III Rechtsmittelbelehrung Gegen diesen Beschluss ist für jede am Beschwerdeverfahren beteiligte Person das Rechtsmittel der Rechtsbeschwerde gegeben, wenn gerügt wird, dass
1. das beschließende Gericht nicht vorschriftsmäßig besetzt war, 2. bei dem Beschluss ein Richter mitgewirkt hat, der von der Ausübung des Richteramtes kraft Gesetzes ausgeschlossen oder wegen Besorgnis der Befangenheit mit Erfolg abgelehnt war, 3. einem Beteiligten das rechtliche Gehör versagt war, 4. ein Beteiligter im Verfahren nicht nach Vorschrift des Gesetzes vertreten war, sofern er nicht der Führung des Verfahrens ausdrücklich oder stillschweigend zugestimmt hat, 5. der Beschluss aufgrund einer mündlichen Verhandlung ergangen ist, bei der die Vorschriften über die Öffentlichkeit des Verfahrens verletzt worden sind, oder 6. der Beschluss nicht mit Gründen versehen ist.
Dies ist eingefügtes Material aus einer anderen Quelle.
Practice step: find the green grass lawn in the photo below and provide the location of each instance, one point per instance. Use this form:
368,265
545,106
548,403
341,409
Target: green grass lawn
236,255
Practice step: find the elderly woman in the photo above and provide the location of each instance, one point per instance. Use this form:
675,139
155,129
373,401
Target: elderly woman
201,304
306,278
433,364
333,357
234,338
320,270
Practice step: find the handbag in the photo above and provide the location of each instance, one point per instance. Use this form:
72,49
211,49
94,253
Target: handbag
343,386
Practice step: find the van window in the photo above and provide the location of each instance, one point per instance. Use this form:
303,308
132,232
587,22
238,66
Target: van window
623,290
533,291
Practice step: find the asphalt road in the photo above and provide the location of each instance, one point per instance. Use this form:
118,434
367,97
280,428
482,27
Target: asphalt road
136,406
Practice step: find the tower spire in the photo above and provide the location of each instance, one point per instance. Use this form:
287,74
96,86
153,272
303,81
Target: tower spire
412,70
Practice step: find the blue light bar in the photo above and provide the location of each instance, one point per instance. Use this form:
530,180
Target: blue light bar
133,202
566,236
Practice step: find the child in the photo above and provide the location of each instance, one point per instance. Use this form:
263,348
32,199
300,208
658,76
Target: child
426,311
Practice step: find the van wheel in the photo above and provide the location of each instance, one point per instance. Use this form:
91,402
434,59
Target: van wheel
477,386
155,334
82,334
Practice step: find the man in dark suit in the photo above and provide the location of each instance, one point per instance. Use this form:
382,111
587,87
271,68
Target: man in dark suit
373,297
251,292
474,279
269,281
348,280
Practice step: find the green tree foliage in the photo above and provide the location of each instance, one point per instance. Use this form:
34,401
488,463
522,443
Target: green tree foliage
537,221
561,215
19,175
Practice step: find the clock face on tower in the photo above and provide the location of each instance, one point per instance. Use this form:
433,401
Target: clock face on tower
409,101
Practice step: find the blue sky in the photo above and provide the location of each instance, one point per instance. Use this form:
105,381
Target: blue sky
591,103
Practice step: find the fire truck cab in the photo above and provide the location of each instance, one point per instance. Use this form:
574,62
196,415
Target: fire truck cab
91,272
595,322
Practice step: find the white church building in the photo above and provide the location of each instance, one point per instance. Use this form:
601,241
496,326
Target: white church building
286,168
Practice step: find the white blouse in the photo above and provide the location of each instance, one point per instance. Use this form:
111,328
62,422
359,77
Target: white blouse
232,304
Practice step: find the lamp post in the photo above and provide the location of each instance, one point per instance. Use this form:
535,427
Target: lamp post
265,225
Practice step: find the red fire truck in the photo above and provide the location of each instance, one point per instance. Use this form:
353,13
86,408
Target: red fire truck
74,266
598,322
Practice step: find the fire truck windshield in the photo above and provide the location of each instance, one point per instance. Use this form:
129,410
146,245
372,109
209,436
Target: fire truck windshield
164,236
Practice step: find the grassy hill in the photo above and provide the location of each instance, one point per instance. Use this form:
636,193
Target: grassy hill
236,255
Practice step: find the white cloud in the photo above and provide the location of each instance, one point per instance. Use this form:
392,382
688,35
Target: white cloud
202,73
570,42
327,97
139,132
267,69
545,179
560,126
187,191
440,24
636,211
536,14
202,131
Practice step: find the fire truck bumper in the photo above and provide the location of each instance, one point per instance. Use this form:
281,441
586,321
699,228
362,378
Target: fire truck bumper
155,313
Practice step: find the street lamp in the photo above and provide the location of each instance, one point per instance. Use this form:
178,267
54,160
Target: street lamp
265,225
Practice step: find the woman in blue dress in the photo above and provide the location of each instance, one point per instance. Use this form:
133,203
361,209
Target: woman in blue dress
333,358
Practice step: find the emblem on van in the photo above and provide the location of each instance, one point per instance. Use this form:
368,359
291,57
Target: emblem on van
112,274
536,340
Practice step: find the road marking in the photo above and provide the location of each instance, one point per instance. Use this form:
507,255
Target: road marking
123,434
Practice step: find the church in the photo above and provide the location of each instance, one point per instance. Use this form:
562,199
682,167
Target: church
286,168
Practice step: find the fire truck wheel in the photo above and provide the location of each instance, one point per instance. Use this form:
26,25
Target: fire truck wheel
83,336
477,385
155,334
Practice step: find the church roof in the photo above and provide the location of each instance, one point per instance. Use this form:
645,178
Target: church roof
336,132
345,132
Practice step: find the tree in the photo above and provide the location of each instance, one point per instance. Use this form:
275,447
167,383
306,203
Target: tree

Die Rechtsbeschwerdeschrift muss von einer beim Bundesgerichtshof zugelassenen Rechtsanwältin oder von einem beim Bundesgerichtshof zugelassenen Rechtsanwalt unterzeichnet und innerhalb eines Monats nach Zustellung des Beschlusses beim Bundesgerichtshof, Herrenstraße 45a, 76133 Karlsruhe eingereicht werden. Die Frist ist nur gewahrt, wenn die Rechtsbeschwerde vor Fristablauf beim Bundesgerichtshof eingeht. Die Frist kann nicht verlängert werden.